Now, it turns out that we can find an integer $b \in [1,p-1]$ such that $b^i \not\equiv 1\ \text{mod}\ p$, for $i \in [1,p-2]$. Such an integer $b$, is called a primitive root of $p$.

\begin{array}{l|l|l} \hline \hline & b = 2 & b = 3 & b = 4 \\ \hline i = 0 & 2^0 \equiv 1 & 3^0 \equiv 1 & 4^0 \equiv 1 \\ i = 1 & 2^1 \equiv 2 & 3^1 \equiv 3 & 4^1 \equiv 4 \\ i = 2 & 2^2 \equiv 4 & 3^2 \equiv 4 & 4^2 \equiv 1 \\ i = 3 & 2^3 \equiv 3 & 3^3 \equiv 2 & 4^3 \equiv 4 \\ i = 4 & 2^4 \equiv 1 & 3^4 \equiv 1 & 4^4 \equiv 1 \\ \hline \hline \end{array}

Therefore, $2$ and $3$ are the primitive roots of $5$, but $4$ is not. Also note that $3$ is the multiplicative inverse of 2, because $ 2 \times 3 = 6 \equiv 1\ \text{mod}\ 5$. Essentially, primitive roots give us a permutation of the numbers in $[1,p-1]$. Using $2$, gives us the sequence $\{ 1,2,4,3 \}$. Using $3$, gives the sequence $\{ 1,3,4,2\}$.

Using $1$-indexing (as opposed to $0$-indexing), note that in the permutation matrix $P_1$, the non-zero elements appear on rows $\{ 1,2,4,3 \}$ from left to right. In the permutation matrix $P_2$, the non-zero elements appear on rows $\{ 1,3,4,2 \}$.

As a side note, the example on Wikipedia [7] of an $11$-point DFT transformation is correct but would be much easier to verify if the outer $11\times11$ matrix is $0$-indexed and the inner $10\times10$ matrix is $1$-indexed.

Circulant Matrix & Cyclic Convolution

A circulant matrix is a square matrix in which every row is the same as the previous row, rotated to the right by 1. Multiplication of a circulant matrix by a vector is equivalent to a cyclic convolution [1]. Let $C$ be a circulant matrix of size $n$. Let $F$ be the $n\times n$ DFT matrix. $F$ diagonalizes any circulant matrix [1] i.e.

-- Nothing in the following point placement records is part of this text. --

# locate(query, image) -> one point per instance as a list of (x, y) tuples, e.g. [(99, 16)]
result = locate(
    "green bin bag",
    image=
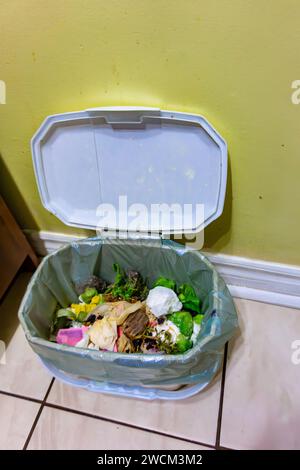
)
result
[(53, 283)]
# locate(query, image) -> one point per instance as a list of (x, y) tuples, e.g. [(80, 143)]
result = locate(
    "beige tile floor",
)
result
[(260, 393)]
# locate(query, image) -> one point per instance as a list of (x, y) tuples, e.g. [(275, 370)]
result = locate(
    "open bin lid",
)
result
[(154, 158)]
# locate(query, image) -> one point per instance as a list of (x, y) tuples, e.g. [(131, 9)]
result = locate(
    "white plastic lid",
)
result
[(150, 157)]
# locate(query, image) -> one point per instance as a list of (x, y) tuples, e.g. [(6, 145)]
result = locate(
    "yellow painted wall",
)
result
[(231, 60)]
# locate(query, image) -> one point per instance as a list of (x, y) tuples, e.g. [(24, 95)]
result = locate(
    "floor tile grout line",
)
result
[(126, 424), (21, 397), (34, 424), (220, 413)]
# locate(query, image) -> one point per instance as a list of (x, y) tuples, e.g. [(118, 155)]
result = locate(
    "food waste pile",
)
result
[(128, 317)]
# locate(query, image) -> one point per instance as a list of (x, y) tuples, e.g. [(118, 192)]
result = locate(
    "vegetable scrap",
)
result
[(127, 317)]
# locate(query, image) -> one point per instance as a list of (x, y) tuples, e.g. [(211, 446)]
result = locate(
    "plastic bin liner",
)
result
[(54, 282)]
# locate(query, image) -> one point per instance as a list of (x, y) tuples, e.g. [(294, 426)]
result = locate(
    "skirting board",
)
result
[(246, 278)]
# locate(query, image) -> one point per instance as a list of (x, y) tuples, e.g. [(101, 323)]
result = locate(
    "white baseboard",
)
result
[(246, 278)]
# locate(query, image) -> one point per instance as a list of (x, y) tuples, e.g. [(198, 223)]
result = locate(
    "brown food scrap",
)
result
[(135, 323)]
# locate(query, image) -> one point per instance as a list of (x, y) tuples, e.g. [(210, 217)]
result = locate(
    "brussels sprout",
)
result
[(198, 319), (188, 298), (88, 294), (184, 321)]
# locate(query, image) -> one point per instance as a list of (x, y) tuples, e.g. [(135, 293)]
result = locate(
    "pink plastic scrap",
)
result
[(70, 336)]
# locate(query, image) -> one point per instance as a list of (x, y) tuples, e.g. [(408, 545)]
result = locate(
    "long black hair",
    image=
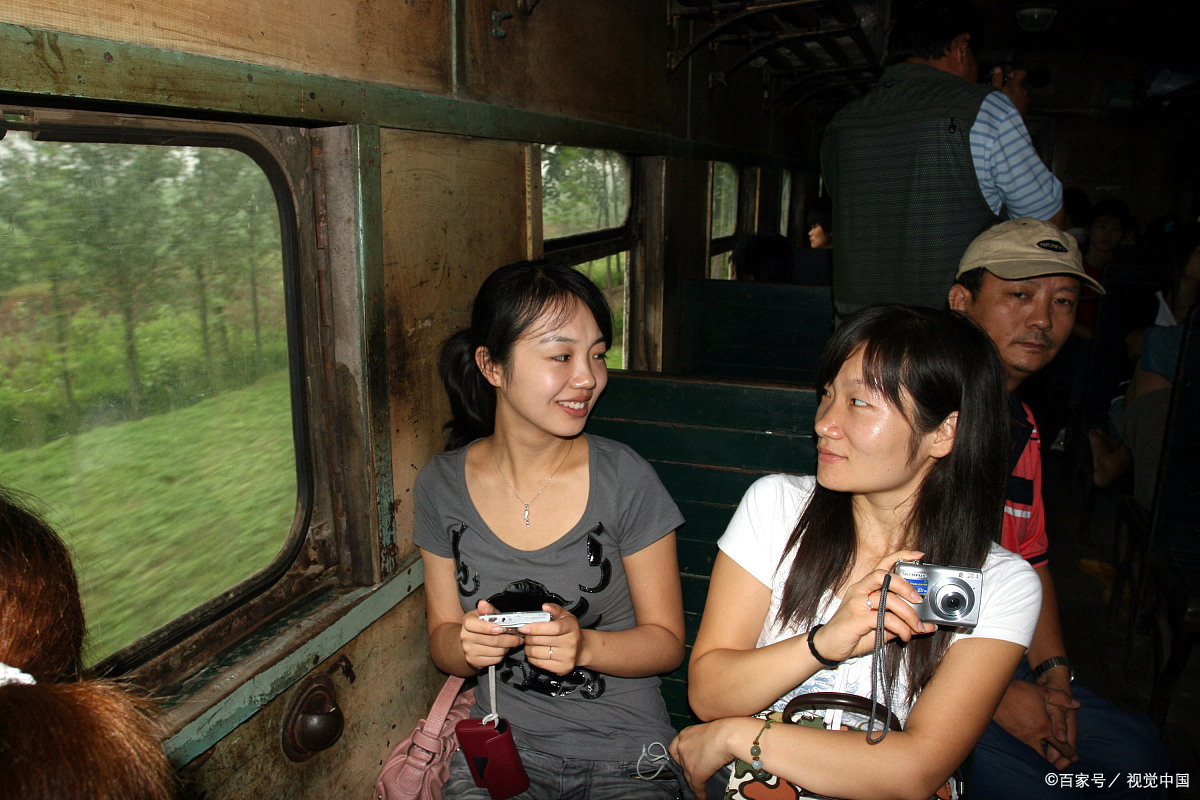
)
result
[(929, 365), (510, 300)]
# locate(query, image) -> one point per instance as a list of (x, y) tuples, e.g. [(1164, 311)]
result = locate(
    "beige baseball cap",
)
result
[(1026, 248)]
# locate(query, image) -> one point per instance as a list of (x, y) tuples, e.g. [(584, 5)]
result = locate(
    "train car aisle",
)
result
[(1097, 648)]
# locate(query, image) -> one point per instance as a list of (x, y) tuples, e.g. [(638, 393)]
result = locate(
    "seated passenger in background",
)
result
[(1077, 209), (814, 264), (1111, 221), (821, 224), (61, 738), (912, 443), (1020, 282), (527, 512), (763, 258), (1139, 416)]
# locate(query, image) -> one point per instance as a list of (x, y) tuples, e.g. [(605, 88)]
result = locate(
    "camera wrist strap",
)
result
[(491, 692), (880, 669)]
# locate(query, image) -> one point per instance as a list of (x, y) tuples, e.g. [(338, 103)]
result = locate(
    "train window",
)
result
[(582, 191), (724, 217), (144, 384), (586, 222), (609, 274), (785, 200)]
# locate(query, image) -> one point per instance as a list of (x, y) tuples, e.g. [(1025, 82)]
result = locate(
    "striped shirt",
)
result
[(1011, 174)]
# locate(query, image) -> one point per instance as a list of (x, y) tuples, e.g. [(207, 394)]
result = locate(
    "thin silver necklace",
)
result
[(497, 459)]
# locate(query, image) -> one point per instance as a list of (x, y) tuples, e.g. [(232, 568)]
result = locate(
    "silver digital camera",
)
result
[(952, 593), (516, 619)]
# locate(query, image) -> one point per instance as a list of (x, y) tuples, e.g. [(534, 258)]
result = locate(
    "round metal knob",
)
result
[(315, 721)]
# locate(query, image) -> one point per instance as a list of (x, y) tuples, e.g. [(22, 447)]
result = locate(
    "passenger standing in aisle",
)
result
[(1020, 282), (927, 161)]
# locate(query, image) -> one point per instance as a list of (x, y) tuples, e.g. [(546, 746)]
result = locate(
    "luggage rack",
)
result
[(808, 49)]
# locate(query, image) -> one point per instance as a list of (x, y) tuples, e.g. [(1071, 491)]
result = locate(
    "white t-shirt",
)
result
[(755, 540)]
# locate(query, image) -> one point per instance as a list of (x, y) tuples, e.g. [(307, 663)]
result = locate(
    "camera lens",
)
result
[(953, 600)]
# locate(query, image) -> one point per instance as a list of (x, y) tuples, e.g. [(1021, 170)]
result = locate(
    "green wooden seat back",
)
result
[(755, 331)]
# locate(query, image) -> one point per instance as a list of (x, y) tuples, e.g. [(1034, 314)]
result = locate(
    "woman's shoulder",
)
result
[(1005, 563), (783, 487), (443, 467), (617, 452)]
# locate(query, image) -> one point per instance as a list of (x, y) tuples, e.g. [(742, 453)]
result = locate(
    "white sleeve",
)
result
[(763, 522), (1012, 600)]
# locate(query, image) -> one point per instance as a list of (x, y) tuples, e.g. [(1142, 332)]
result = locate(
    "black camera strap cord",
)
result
[(880, 671)]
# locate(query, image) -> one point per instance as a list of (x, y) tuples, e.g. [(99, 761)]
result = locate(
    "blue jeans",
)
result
[(552, 777), (1110, 743)]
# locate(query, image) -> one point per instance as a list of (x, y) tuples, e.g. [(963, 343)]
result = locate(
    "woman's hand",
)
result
[(851, 631), (485, 644), (555, 645), (703, 749)]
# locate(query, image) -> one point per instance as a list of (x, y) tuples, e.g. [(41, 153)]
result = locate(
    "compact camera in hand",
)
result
[(952, 593), (516, 619)]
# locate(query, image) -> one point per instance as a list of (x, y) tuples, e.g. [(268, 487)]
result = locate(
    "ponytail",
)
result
[(472, 398), (509, 301), (90, 740)]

\begin{align} C = F D F^{-1} \end{align}

where $D$ is a diagonal matrix containing the eigenvalues. Therefore,

\begin{align} CX = F D F^{-1}X \end{align}

Using this formulation, the computation $CX$ can be done in $\mathcal{O}(N\ log\ N)$ steps as opposed to $\mathcal{O}(N^2)$ as follows:

$F^{-1}X$ can be done by an $\textit{IFFT}$ in $N\ log\ N$ steps.
The eigenvalues in $D$ can be computed by a $\textit{FFT}$ in $N\ log\ N$ steps.
Finally, multiplying by $F$ can be done by another $\textit{FFT}$ in $N\ log\ N$ steps.

Therefore, transforming the computation to a cyclic computation is useful.